El maldito estilo de telegrama

#ElMalditoEstiloDeTelegrama

El maldito estilo de telegrama” es el nombre de una sección del presente blog que busca ser espacio para una literatura a medio camino de la legitimidad filosófica y a medio camino de su desconocimiento; una literatura bastarda podría decir.

Sus formas se deben íntegramente a sus temas: un cuerpo, una situación de vida, un sabor, un recuerdo, un texto, una obra de arte, el inagotable desfile de las cosas que nos provocan; aunque no como parte de un “proceso creativo”, sino como una forma de atender y, diría incluso, de confrontar esas provocaciones. Es decir: no es el cálculo premeditado de someter la existencia a un estado de experiencia que estimule otro, como lo suelen promover los turistas del abismo; sino que se trata del llano hecho de confrontar lo que está ya dado.

El ir y venir de pensamientos y experiencias genera en la interioridad una inquietud, una saturación y, finalmente, una ansiedad, que, si es atendida desde el solario reptiliano de la emoción-reacción, seguramente pasará como con los borrachos que, tras cada copa, sienten que sus problemas se diluyen cuando, en realidad, se enquistan cada vez más. La interioridad no es lo primero que se le ofrece a la reacción, porque la interioridad no está en el solario, ni en la sala, ni en la cocina; sino en la oscuridad del sótano y, para apreciarla, hay que aluzarla con la claridad del lenguaje.

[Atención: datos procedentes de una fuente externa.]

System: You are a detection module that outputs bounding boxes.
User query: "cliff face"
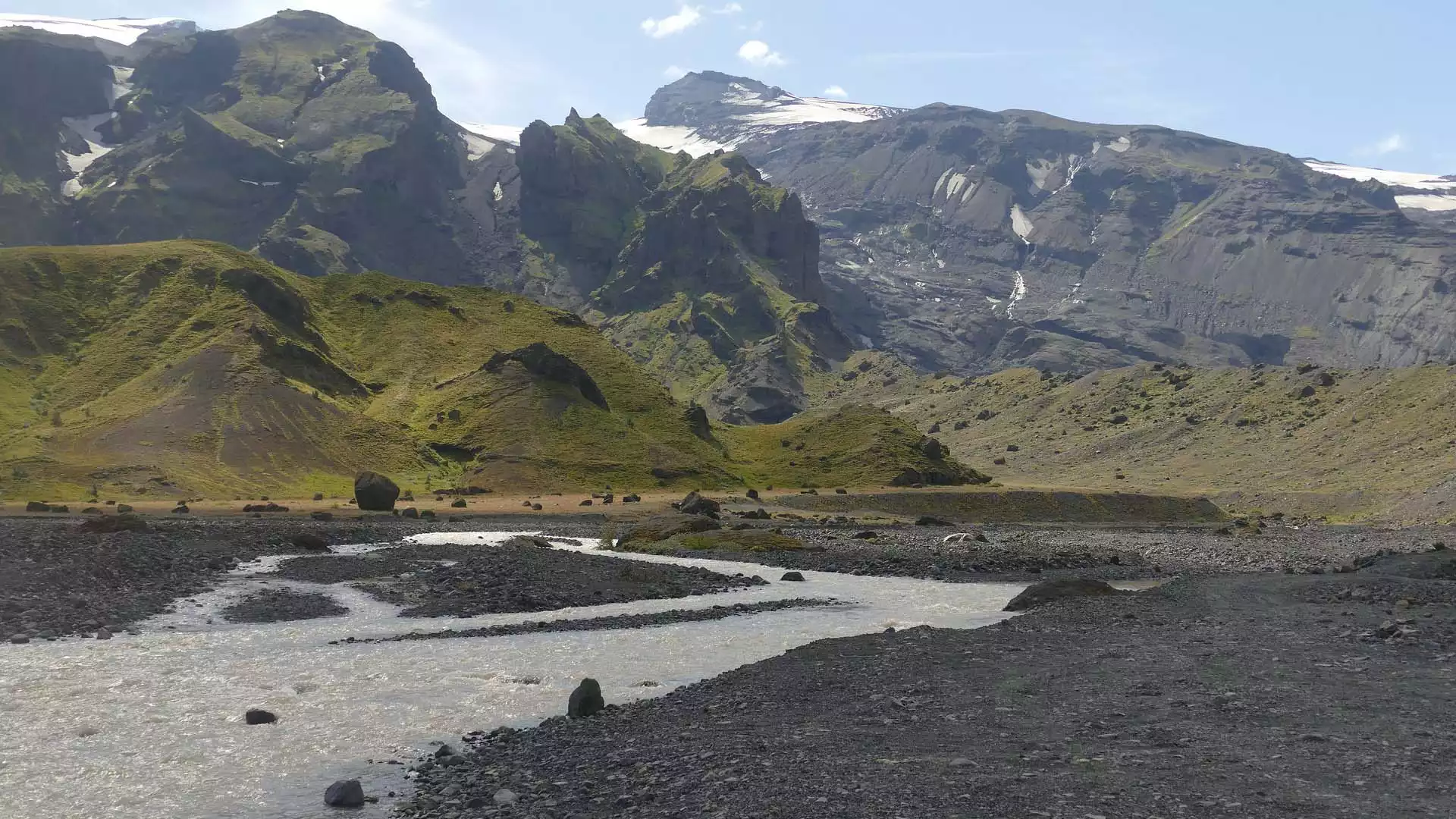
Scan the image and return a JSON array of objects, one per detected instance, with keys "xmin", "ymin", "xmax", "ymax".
[{"xmin": 741, "ymin": 105, "xmax": 1456, "ymax": 372}]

En eso consiste una de las consignas más fundamentales de lo humano: trascender la sorda inmanencia de la emoción con el lenguaje. Desde la práctica de los «bautismos», pasando por los «exorcismos» y hasta la delirante afición nominativa de los poetas y los filósofos por inventar neologismos, lo indispensable, lo sine qua non, es nombrar al pathos para trascenderlo.

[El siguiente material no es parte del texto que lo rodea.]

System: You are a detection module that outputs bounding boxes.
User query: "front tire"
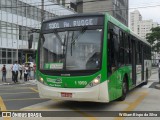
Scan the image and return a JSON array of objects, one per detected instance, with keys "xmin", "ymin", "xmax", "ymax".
[{"xmin": 119, "ymin": 78, "xmax": 127, "ymax": 101}]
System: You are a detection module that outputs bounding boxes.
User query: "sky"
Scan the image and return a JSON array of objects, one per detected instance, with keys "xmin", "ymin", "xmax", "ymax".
[{"xmin": 129, "ymin": 0, "xmax": 160, "ymax": 24}]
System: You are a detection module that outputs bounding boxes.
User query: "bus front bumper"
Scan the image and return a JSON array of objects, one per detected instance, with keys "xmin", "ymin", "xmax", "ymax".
[{"xmin": 37, "ymin": 81, "xmax": 109, "ymax": 102}]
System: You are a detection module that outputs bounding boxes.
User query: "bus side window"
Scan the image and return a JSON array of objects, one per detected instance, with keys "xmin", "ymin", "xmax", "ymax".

En esto consiste la aportación más generosa de los escritores al género humano: ser un tejido de experiencia desde el cual construir un lenguaje del que pueda servirse luego la humanidad entera. Sin embargo, esta idea suele ser apenas un devaneo cuando el escritor escribe, puesto que, en esos momentos, lo único que sabe es que su interioridad le urge, le arde, ¡debe resolverla! Por ello, un escritor no desarrolla su oficio como un σοφός, como un Buda o como un generoso Prometeo; es, antes bien, su propia carne de cañón, su sujeto de experimento, toro de Fálaris y condenado a un mismo tiempo. Esto le da al oficio su aire sufrido y esmerado, porque su trabajo no es hijo del ocio, el derroche de talento o el salario; para ocurrir, le abre el vientre al tiempo y le roba espacio al trabajo, al amor, al sueño, como le sea posible.

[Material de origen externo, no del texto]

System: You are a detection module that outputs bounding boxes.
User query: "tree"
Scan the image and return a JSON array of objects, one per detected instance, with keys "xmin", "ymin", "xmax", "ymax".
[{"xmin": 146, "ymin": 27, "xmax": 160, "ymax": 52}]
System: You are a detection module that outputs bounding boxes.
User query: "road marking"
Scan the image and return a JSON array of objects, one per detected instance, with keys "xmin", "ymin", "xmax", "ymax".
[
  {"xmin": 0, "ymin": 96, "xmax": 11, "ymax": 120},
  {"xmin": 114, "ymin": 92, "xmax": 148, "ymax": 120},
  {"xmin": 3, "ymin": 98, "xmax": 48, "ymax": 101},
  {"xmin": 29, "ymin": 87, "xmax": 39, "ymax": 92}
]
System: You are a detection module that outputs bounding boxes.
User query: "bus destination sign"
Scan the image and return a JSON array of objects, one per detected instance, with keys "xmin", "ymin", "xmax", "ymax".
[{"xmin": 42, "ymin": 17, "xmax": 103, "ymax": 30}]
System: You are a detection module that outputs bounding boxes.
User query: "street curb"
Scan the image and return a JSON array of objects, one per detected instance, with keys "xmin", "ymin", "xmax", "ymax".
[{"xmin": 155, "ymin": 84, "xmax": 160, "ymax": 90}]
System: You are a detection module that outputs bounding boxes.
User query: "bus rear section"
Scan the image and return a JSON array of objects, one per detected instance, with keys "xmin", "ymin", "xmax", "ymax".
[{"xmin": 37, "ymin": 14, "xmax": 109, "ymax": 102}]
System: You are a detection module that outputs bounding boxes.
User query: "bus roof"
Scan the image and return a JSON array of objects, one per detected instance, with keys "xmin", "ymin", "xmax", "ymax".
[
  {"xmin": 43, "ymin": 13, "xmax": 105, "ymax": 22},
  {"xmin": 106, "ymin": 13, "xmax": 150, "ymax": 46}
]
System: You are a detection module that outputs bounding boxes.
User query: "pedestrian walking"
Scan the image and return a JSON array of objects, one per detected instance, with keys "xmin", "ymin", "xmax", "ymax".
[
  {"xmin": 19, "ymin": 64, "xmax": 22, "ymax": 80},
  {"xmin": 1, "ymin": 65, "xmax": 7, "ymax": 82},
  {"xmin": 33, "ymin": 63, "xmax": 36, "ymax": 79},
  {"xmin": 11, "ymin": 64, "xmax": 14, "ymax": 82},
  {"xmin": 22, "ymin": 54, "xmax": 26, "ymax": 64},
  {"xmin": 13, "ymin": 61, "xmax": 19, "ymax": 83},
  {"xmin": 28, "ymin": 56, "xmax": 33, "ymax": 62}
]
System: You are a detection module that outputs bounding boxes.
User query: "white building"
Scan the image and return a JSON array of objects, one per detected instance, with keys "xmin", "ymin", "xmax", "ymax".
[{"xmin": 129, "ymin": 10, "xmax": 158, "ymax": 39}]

En mi caso, esa posibilidad ocurre a contrasentido de un cerebro que desfallece, presa de un precario entramado neuronal, ante las pantallas, los escotes y el susurro de las charlas de las mesas vecinas; haciendo del desarrollo de un pensamiento completo, una especie de deporte olímpico. Quizá por eso me consuela la historia de un hombre  que,  jubilado a los treinta y cinco años a causa de un malintencionado descrédito académico, una endeble salud y un corazón dejado del amor, anduvo errante de la costa azul francesa a Sils María, en pensiones y hoteles baratos, arrastrando consigo difteria, migrañas, insomnio y un intestino castigado por la disentería, el nitrato de plata y el opio, que condenaban sus días a un ritmo intermitente entre la vigilia y la convalecencia de cama, de manera que, para desarrollar su pensamiento, tuvo que abocarse al estilo aforístico o, como él lo llamaba, “al maldito estilo de telegrama”.[1]

Claramente, no es mi caso, pero la languidez de mis redes neuronales me ha permitido entender un poco del martirio que puede representar la intermitencia de una atención fracturada. Por ello, me veo en la necesidad tomar la expresión nietzscheana de «maldito estilo de telegrama», como intento de entablillamiento para mi flácida y discontinua acometida literaria,  sin por ello dejar de habitar la niebla que ilumina.